Topic Background: Divorce rates in our country have greatly fluctuated throughout the years for various and unknown reasons. It seems apparent though that a bad economy can actually result in a decrease of the number of couples getting a divorce. Many people may think that living in a recession would stir up numerous fights between spouses about money, such that they would finally agree to just call it quits and get a divorce. That is not necessarily the case though. There have been many couples who have reported that the recession has in fact deepened their commitment to their marriage. On the other hand, the fighting and stress over financial status has shown to be too much and such couples decided divorce is the only solution. It is well-known that going through a divorce is quite expensive. Divorce is a very long and intense process which is why lawyers and other divorce-industry professionals are hired to ensure that it is done correctly. Although there are several alternatives and ways for couples to get divorced, many decide to stick it out during a time of bad economy and not get divorced.
Counterintuitivity: With the many stresses and struggles brought upon families during a recession, the initial thought would be that the number of couples getting divorced would increase. Due to many factors however, the divorce rate actually decreases during times of a poor economy.
Divorce Rates Trend: Data has presented that a decrease in divorce rates during recessions has actually shown to be a trend. In fact, divorce rates decreased during the most recent depression, the 1990-1991 recession and in the 1930’s during the Great Depression. Throughout history it has been a pattern for the divorce rates to increase directly after these bad recessions as well. During times of economic hardships in our country, couples have been more likely to stay together.
Economic Divorce: Data has shown that currently with a gradual increase in the United States economy, an increase in divorce rates has occurred as well. Some divorce lawyers have claimed that their business in their firms have increased by 20%-25%. The opposite has been seen when the economy is bad as “Federal figures suggest the divorce rate fell about 7% between 2006 and 2009, and divorce lawyers across the country saw business dry up.” Overall, a gain in the national economy leads to things like banks lending money again and improving the stock market which has nearly doubled. Several effects of an increase in national economy in turn, allow people to more comfortably get a divorce and are more likely to be able pay all the costs and fees which go with it.
Marriage as a Business: Marriage in today’s world is not just a romantic arrangement, but rather a legal and financial agreement as well. Money definitely plays a huge part in marriage and divorce. Just as the status of the economy greatly affects businesses, it affects marriage and divorce rates as well. In general, facts have shown that people who are married and stay married build tremendously more wealth than single people, which may be some more incentive for couples to stay together during a recession.
Recession’s Silver Lining: Even with the tremendous amount of financial stress brought on by a recession, a surprising amount of Americans reported positive marital benefits.

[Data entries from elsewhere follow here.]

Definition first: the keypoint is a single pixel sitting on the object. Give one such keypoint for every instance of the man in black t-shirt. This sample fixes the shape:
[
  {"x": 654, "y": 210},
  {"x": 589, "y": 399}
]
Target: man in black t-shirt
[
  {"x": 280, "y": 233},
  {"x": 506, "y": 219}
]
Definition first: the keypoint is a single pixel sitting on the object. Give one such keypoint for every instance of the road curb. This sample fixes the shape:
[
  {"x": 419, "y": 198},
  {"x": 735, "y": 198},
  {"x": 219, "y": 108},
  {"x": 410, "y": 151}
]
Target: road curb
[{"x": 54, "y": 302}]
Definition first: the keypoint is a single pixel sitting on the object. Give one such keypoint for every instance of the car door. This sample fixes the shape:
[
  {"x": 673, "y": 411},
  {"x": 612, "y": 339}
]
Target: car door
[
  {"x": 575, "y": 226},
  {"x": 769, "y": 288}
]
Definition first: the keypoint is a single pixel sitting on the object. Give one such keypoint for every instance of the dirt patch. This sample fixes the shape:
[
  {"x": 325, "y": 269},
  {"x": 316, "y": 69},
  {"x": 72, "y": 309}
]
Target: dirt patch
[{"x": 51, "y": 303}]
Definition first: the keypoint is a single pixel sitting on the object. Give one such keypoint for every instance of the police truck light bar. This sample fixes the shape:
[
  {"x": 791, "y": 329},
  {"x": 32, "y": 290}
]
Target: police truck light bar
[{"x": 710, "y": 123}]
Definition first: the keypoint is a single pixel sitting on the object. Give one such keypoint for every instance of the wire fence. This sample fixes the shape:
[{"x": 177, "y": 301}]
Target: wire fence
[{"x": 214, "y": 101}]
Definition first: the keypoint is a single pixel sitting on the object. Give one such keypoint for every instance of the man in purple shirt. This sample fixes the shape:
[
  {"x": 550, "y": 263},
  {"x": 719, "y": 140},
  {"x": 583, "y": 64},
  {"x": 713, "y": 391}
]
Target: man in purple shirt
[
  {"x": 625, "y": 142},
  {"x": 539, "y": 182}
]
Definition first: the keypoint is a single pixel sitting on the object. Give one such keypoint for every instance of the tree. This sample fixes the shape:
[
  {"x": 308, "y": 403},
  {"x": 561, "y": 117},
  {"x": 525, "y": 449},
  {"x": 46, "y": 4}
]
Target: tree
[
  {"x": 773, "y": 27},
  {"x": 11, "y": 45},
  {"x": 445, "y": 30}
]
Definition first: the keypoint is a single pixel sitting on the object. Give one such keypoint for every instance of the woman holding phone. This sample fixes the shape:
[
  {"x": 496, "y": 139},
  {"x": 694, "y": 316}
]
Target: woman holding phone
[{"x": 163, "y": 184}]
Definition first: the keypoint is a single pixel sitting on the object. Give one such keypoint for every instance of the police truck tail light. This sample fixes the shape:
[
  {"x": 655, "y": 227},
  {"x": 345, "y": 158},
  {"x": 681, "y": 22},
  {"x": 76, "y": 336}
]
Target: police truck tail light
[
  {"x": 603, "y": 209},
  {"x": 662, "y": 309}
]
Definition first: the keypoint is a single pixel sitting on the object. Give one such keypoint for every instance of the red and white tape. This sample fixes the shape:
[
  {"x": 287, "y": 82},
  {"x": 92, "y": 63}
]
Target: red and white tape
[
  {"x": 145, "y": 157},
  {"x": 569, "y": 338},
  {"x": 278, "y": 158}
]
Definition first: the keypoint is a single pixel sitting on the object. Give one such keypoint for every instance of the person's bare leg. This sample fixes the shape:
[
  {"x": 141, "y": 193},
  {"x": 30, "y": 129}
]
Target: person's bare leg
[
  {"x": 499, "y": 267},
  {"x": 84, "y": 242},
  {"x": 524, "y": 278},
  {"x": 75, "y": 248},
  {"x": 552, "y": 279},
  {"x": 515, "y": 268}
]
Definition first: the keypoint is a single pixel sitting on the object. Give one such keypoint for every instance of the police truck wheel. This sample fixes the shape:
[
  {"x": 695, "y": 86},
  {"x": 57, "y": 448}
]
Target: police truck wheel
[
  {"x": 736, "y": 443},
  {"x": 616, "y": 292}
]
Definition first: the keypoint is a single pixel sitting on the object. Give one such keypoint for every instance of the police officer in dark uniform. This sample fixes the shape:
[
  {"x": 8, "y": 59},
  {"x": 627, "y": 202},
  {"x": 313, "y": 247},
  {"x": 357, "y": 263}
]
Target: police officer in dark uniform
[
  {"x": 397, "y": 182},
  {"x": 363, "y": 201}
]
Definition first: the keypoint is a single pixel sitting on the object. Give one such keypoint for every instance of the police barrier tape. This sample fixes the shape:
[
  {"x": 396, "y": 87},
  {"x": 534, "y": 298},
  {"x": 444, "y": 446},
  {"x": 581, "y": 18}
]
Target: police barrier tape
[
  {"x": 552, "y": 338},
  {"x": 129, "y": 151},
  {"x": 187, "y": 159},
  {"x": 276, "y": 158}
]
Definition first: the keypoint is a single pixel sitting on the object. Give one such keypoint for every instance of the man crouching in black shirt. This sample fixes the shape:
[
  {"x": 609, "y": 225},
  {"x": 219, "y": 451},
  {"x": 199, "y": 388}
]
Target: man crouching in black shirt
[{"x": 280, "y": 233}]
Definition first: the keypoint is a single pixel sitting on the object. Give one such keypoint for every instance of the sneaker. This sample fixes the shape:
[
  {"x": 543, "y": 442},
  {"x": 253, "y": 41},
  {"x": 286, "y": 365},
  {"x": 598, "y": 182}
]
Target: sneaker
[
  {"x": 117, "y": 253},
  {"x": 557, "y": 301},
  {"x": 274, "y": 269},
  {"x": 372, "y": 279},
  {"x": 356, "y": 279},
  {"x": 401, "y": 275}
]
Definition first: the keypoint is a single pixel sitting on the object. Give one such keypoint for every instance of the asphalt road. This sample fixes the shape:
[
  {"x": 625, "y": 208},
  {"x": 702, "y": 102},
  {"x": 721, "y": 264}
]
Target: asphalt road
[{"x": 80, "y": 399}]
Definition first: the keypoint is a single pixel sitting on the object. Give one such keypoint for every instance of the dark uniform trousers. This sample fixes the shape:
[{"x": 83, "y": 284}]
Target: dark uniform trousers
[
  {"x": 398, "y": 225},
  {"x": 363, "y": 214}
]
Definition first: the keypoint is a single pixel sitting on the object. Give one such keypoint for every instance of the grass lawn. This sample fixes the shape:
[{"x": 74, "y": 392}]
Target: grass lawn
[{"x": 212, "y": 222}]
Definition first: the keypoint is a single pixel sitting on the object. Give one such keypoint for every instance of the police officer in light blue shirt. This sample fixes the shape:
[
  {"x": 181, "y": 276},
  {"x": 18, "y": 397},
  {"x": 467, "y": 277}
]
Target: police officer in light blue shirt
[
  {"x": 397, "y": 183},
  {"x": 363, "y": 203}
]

Research has shown that “38% of couples who had been considering divorce prior to the recession, put their plans of getting divorced aside after their finances improved. The author of the study suggested that a possible reason for the reconnection of couples during a recession is that in the face of tough times, while some relationships spiral downwards, others prove to be resilient and become stronger.”
DIY Divorce: In an attempt to follow through with a less costly divorce, some couples have turned to DIY (Do it Yourself) divorces. A DIY divorce is a method in which cheaper alternatives to lawyers are provided, as well as divorce kits and other methods which are commonly utilized. A big risk in using a DIY divorce is that the individuals applying for a divorce will be held to the same legal standards as lawyers. Although the DIY divorce is much more cost effective, it leaves many couples with impracticable or biased contracts which they had agreed to because they did not fully understand all the legal and financial implications. Judge McCarthy has seen numerous DIY divorces and she stated that, “down the road, when the agreement they signed proves unworkable or grossly unfair, they may end up spending even more money trying to untangle the legal mess they inadvertently created.”
Topic for Smaller Papers: The effects of the economy on divorce is quite broad, so there are a few topics I could focus on for smaller papers. I think if I wrote about the whole financial side of marriage I would be able to provide a lot of information and show a relationship between the standings of the economy and marriage. Also, there is the topic that the recession actually makes marriages stronger, in which I would need a lot of research to support this claim. Overall though, studies seem to indicate that in general, divorce rates go down during recessions and rates go up when the economy is healthy.
Current State of Research Paper: I have not spent a lot of time on the format of my paper yet, as my main concern is gathering my data still and trying to better understand my topic. As I am reading articles and research, I am still discovering new information which I think would be very relevant and vital to my paper. One part of divorce which I have left out of my white paper, which seems to be very important, is the role of the matrimonial home. I will keep reading about this and find more information on it so I can add some more support to my research. I still need to find research to back up and support many claims I’ve made throughout my paper to prove their legitimacy.